Samsung Research and Development Institute India-Bangalore (SRI-B), one of the key innovation centres of the South Korean tech giant in the world, worked with academic partners to develop the Hindi language for its Galaxy AI, the suite of artificial intelligence (AI) features for Samsung devices. The collaboration covered 20 different regional dialects of the language, tonal inflections, and colloquialisms. One of the key partners, the Vellore Institute of Technology (VIT) assisted with sourcing large quantities of data to train the large language model.

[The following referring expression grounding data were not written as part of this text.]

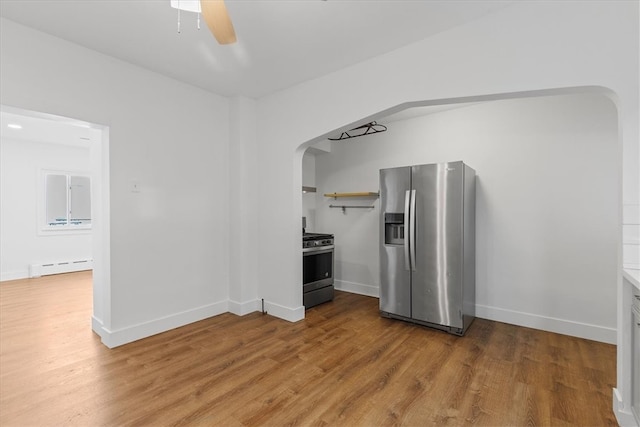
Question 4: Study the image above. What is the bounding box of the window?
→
[43,172,91,229]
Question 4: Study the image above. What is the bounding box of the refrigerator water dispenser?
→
[384,213,404,245]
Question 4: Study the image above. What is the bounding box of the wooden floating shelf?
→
[324,192,379,198]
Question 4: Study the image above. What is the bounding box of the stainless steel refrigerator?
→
[379,161,476,335]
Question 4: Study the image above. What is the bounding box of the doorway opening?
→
[299,89,621,345]
[0,105,110,339]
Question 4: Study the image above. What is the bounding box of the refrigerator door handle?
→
[404,190,411,271]
[409,189,417,271]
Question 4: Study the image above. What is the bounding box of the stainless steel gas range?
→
[302,232,334,308]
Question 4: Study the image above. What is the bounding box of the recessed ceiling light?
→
[7,123,23,129]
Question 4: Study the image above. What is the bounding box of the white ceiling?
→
[0,109,101,147]
[0,0,514,98]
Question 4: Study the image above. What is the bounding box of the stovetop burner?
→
[303,232,333,241]
[303,232,334,249]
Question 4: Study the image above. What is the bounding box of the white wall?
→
[314,94,619,343]
[227,96,260,315]
[0,18,230,346]
[623,203,639,270]
[0,138,92,280]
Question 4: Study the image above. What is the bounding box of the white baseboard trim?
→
[334,279,379,298]
[476,303,616,344]
[228,298,261,316]
[327,282,615,344]
[91,315,106,339]
[263,300,304,322]
[613,388,638,427]
[1,270,29,282]
[98,300,228,348]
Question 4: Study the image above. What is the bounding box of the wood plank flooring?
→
[1,272,618,426]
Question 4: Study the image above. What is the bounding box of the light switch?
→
[131,181,140,193]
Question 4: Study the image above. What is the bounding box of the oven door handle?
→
[303,245,335,254]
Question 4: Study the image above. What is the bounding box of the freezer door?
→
[379,166,411,317]
[411,162,464,328]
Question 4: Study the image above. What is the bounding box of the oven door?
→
[303,246,334,293]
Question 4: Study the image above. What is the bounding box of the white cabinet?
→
[633,293,640,423]
[619,272,640,426]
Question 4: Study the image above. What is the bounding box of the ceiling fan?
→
[170,0,236,45]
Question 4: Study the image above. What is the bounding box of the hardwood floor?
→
[1,272,617,426]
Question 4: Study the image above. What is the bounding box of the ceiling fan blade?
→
[200,0,237,45]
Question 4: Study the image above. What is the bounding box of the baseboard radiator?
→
[29,259,93,278]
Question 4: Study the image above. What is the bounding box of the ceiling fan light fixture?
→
[170,0,201,14]
[170,0,236,45]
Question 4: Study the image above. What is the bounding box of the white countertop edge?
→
[623,268,640,290]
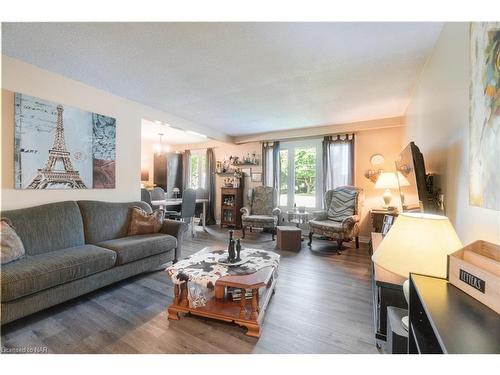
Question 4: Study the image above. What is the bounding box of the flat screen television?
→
[395,142,430,212]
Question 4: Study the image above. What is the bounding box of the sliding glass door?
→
[279,140,323,209]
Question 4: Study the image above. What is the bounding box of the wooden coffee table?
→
[167,248,278,338]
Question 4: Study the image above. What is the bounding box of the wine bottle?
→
[228,230,236,262]
[236,239,242,261]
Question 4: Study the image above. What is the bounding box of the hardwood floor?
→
[1,226,378,354]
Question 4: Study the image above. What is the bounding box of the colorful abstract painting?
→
[469,22,500,210]
[14,93,116,189]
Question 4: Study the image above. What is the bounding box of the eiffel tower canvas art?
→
[14,93,116,189]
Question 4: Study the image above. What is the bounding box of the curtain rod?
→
[260,132,355,143]
[177,146,217,152]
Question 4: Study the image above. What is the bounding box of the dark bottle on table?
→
[236,239,242,261]
[228,230,236,262]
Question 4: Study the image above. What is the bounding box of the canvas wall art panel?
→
[469,22,500,211]
[14,93,116,189]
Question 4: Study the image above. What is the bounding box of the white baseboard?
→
[358,235,370,243]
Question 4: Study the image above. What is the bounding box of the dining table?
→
[150,197,209,231]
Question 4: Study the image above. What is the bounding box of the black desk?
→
[409,274,500,354]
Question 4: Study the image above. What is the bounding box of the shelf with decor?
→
[232,161,259,166]
[220,186,243,229]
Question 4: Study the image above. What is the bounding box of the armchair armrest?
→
[160,219,189,262]
[312,210,328,221]
[272,207,281,217]
[240,207,250,217]
[341,215,360,231]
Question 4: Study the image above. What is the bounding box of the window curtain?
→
[262,141,280,190]
[182,149,191,191]
[204,148,217,225]
[322,134,354,193]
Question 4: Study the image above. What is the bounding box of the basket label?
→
[459,269,485,293]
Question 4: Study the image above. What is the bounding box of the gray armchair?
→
[240,186,281,240]
[308,186,363,254]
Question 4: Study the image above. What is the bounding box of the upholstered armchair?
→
[308,186,363,254]
[241,186,281,240]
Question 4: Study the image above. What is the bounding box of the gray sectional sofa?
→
[1,200,187,325]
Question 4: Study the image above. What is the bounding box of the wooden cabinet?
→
[370,233,407,346]
[154,152,183,197]
[370,209,398,233]
[220,187,243,229]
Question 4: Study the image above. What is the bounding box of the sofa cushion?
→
[77,200,152,244]
[1,244,117,302]
[1,201,85,256]
[97,233,176,265]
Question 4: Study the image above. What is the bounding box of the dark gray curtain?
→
[205,148,217,225]
[182,150,191,190]
[272,141,280,190]
[322,134,355,194]
[262,141,280,190]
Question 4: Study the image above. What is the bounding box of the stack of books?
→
[228,287,254,301]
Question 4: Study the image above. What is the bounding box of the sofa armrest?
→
[240,207,250,217]
[160,219,188,262]
[272,207,281,218]
[312,210,328,221]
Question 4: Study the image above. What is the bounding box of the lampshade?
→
[375,172,399,189]
[141,169,149,181]
[397,171,410,187]
[371,213,462,278]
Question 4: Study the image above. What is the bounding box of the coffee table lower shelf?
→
[167,273,277,338]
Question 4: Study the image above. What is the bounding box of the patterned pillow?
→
[128,207,164,235]
[327,187,358,222]
[1,218,26,265]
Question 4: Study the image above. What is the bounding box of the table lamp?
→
[371,212,462,330]
[374,172,399,209]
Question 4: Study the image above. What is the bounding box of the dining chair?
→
[150,187,165,201]
[148,187,166,210]
[140,188,153,209]
[165,188,197,237]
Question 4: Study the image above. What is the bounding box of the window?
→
[189,150,207,189]
[279,140,323,209]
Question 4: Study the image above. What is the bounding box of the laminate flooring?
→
[1,226,378,354]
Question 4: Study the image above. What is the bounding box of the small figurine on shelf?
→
[235,239,242,261]
[228,230,236,263]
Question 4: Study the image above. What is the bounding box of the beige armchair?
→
[241,186,281,240]
[308,186,363,254]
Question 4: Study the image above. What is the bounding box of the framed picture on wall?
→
[251,172,262,182]
[14,92,116,189]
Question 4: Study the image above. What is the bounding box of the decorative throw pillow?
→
[128,207,164,236]
[0,218,26,265]
[327,187,358,222]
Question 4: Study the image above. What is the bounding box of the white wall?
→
[405,23,500,245]
[1,55,229,211]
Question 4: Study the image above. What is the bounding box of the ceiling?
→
[2,22,442,137]
[141,119,207,145]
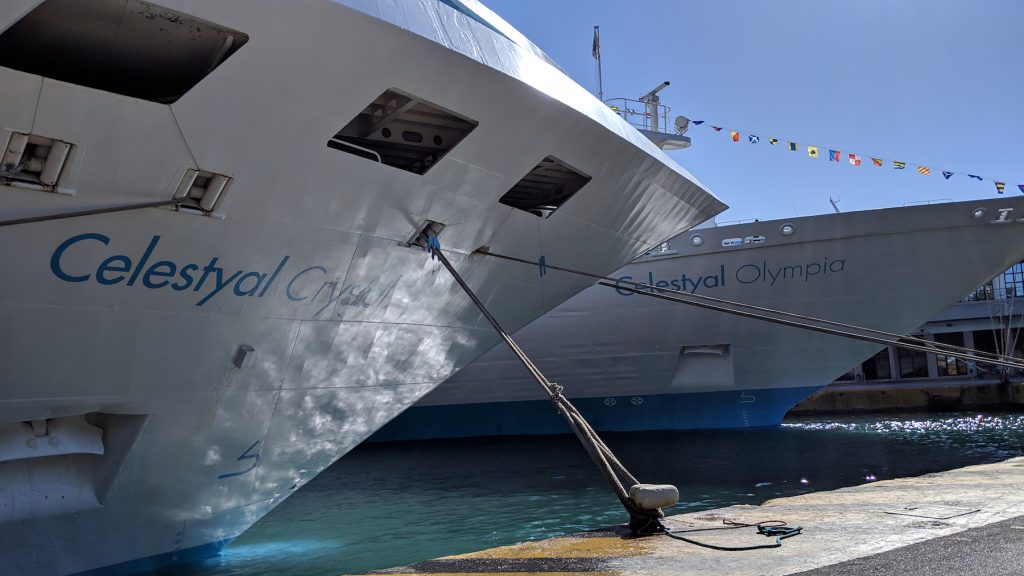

SRI-B develops Hindi language for Galaxy AI
In a newsroom post on the Samsung India website, the company highlighted the role played by its R&D institute and academic partners in developing the understanding of the regional language for Galaxy AI. The company said that it is working on expanding Galaxy AI in different global languages to allow more users to use these features in their native language. The language capability enhances some of the on-device features such as Live Translate, Interpreter, Note Assist, and Browsing Assist.
To develop the Hindi language for the AI suite, SRI-B worked together with VIT. The post highlights that the academic institute helped source nearly a million lines of segmented and curated audio data on conversational speech, words, and commands.
The reason for the collaboration was the difficulty in generating high-quality data in Hindi due to the high amount of regional variance. The SRI-B team covered 20 different regional dialects, tonal inflections, punctuation and colloquialisms.
Samsung developed a facility for VIT under its Students Ecosystem for Engineered Data (SEED) Labs initiative in 2021. The company says the lab is equipped with head and torso simulators, binaural microphones, and hearing devices surrounded by an advanced sound absorption system. It also requests projects on which university staff, students, and interns can work alongside technical experts provided by the tech giant.
Notably, SRI-B collaborated with teams across the globe to develop AI language models in British, Indian, Australian English, Thai, Vietnamese, and Indonesian. The research centre’s role was considered pivotal and therefore, it was asked to develop the Hindi language for Galaxy AI.